I recently had a light bulb moment when I saw a tweet from Evan Todd. It helped bring together some ideas I have had for a while on software architecture.

Data characteristics excluding software functionality should dictate the system architecture.

The shape, size and rate of change of the data are the most important factors when starting to architect a system. The first thing to do is estimate these characteristics in average and extreme cases.

Functional programming encourages this mindset since the data and functions are kept separate. F# has particular strengths in data-oriented programming.

I am going to make the case with an example. I will argue most asset management systems store and use the wrong data. This limits functionality and increases system complexity.

Traditional Approach

Most asset management systems consider positions, profit and returns to be their primary data. You can see this as they normally have overnight batch processes that generate and save positions for the next day.

This produces an enormous amount of duplicate data. Databases are large and grow rapidly. What is being saved is essentially a chosen set of calculation results.

Worse is that other processes are built on top of this position data such as adjustments, lock down and fund aggregation.

This architecture comes from not investigating the characteristics of the data first and jumping straight to thinking about system entities and functionality.

Data-First Approach

The primary data for asset management is asset terms, price timeseries and trades. All other position data are just calculations based on these. We can ignore these for now and consider caching of calculations at a later stage.

We can use the iShares fund range as an extreme example. They have many funds and trade far more often than most asset managers.

Downloading these funds over a period and focusing on the trade data gives us some useful statistics:

Now we have a good feel for the data we can start to make some decisions about the architecture.

Given the sizes we can decide to load and cache by whole fund history. This will simplify the code, especially in the data access layer, and give a greater number of profit and return measures that can be offered. Most of these calculations are ideally performed as a single pass through the ordered trades stored in a sensible structure. It turns out with in memory data this requires negligible processing time and can just be done as the screen refreshes.

More advanced functionality can be offered, such as looking at a hierarchy of funds and perform calculations at a parent level, with various degrees of filtering and aggregation. As the data is bitemporal we can easily ask questions such as "what did this report look like previously?" or even "what was responsible for a change in a calculation result?". Since the data is append only we can just update for latest additions and save cloud costs.

Conclusion

By first understanding the data, we can build a system that is simpler, faster, more flexible and cheaper to host.

Software developers cannot always answer questions on the size and characteristics of their system's data.
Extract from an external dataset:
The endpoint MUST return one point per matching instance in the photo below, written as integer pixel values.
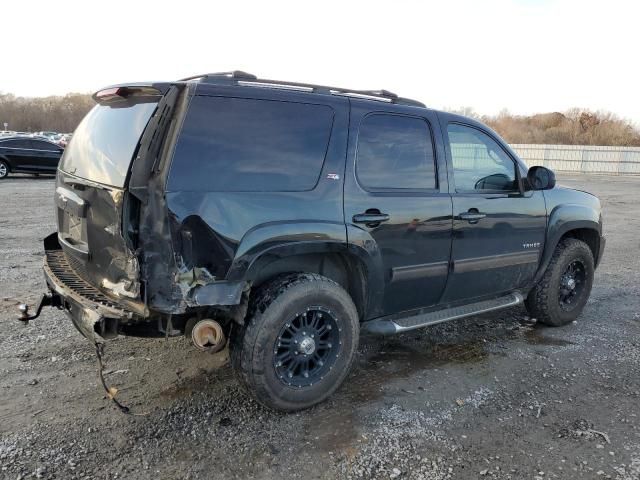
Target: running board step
(387, 326)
It has been abstracted away from them. People are often surprised that full fund history can be held in memory and queried.

We are not google. Our extreme cases will be easier to estimate. Infinitely scalable by default leads to complexity and poor performance.
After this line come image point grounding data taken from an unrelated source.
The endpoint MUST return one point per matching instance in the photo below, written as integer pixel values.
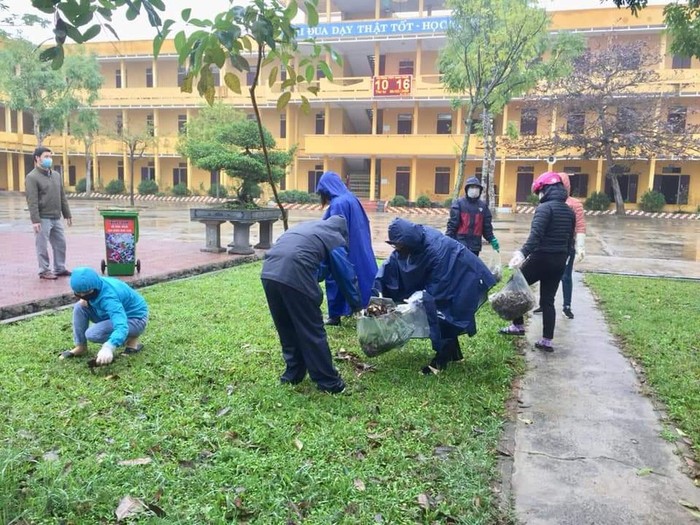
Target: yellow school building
(384, 122)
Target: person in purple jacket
(341, 201)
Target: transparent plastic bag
(379, 334)
(413, 312)
(515, 299)
(494, 264)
With cloud computing, where architectural costs are obvious, right sizing is essential.

Most of the references I could find come from the games industry. I would be interested to hear about any other examples or counterexamples.

References

The One Weird Trick: data first, not code first - Even Todd
Data first, not code first - Hacker News
Practical Examples in Data Oriented Design - Niklas Frykholm
Data-Oriented Design - Noel Llopis
Queues and their lack of mechanical sympathy - Martin Fowler

FAQ - some questions I've been asked

  1. How do you deal with previously reported values and make sure they will be the same in the future?

    The data model is bitemporal so we can request any reporting data as at any prior time. Lockdown process design becomes simply storing a timestamp for a reporting period. Reporting can make use of lockdown timestamps to produce a complete view of prior period adjustments with full details. Without a bitemporal data model this often becomes a reconciliation process, leading to further manual steps.

  2. What about reported values changing due to code changes?

    Reporting data can be saved when key reports are generated and used in regression testing. Regression testing of all reports using the old and new code can also be automated. This is very good practice for high quality systems and is not very difficult to implement.